ABOVE: Experimental ecosystems at the German Centre for Integrative Biodiversity Research allowed researchers to study how invertebrate density influences plant lifecycles and species composition.
JOSEPHINE ULRICH

EDITOR’S CHOICE IN ECOLOGY & ENVIRONMENT

The paper
J. Ulrich et al., “Invertebrate decline leads to shifts in plant species abundance and phenology,” Front Plant Sci, 11:542125, 2020.

When Josephine Ulrich and colleagues got the chance to work with the iDiv Ecotron, a system of experimental containers in Germany that lets researchers create and manipulate miniature ecosystems, they decided to investigate the effect of declining invertebrate populations on plant communities. Many studies have explored how projected changes in abiotic factors—rising temperatures, for example—influence plants, says Ulrich, a PhD student at the German Centre for Integrative Biodiversity Research (iDiv) and Friedrich Schiller University, but to look at biotic factors such as invertebrate loss is a new approach.

The team used 24 of the Ecotron units to create tiny grasslands, each with the same 12 herbaceous species but with varying densities of invertebrates collected from a local meadow: 100 percent (the same density as in the meadow), 25 percent, or no invertebrates.

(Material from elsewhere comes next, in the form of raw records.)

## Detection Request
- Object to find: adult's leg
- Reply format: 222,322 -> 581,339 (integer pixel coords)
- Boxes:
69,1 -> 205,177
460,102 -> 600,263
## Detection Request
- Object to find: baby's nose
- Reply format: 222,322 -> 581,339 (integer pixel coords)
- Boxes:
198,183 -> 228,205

Then the researchers observed the ecosystems over the next 18 weeks. 

Over that time, units with lower invertebrate densities showed increased abundances of the dominant plant species Trifolium pratense, the team found. In addition, some plant species tended to flower later in these units, while others flowered earlier.

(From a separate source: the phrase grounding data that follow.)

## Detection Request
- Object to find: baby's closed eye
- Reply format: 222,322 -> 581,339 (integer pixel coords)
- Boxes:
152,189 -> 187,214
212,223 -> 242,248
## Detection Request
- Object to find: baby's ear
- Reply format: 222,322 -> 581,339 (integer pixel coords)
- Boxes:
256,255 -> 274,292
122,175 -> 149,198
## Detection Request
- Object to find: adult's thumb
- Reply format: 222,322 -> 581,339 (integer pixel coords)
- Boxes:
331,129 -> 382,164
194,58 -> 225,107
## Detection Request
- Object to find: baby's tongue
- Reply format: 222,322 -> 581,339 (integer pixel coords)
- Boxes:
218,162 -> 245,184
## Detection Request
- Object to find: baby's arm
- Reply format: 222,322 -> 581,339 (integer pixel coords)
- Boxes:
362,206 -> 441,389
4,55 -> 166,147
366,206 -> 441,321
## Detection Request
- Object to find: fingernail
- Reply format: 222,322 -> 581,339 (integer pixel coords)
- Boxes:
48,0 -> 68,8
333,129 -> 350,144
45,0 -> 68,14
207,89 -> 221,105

An unexpected aphid infestation, primarily in units designated as invertebrate-free, somewhat complicated interpretation of the results, notes Ulrich, although “in the end, it was quite cool that we had it, because this is one of the future scenarios—that there will be more infestations.” 

The University of Basel’s Jürg Stöcklin, who wasn’t involved in the work, says the results about flowering time are particularly novel. “It’s a proof of concept” study, he adds, noting that the underlying mechanisms aren’t yet clear, and that the team’s plant communities are less diverse than wild communities. “The question could be asked: How is it in real communities?” he says. But, “if you want to understand what’s going on, to disentangle the different effects, we need such [experimental] studies.”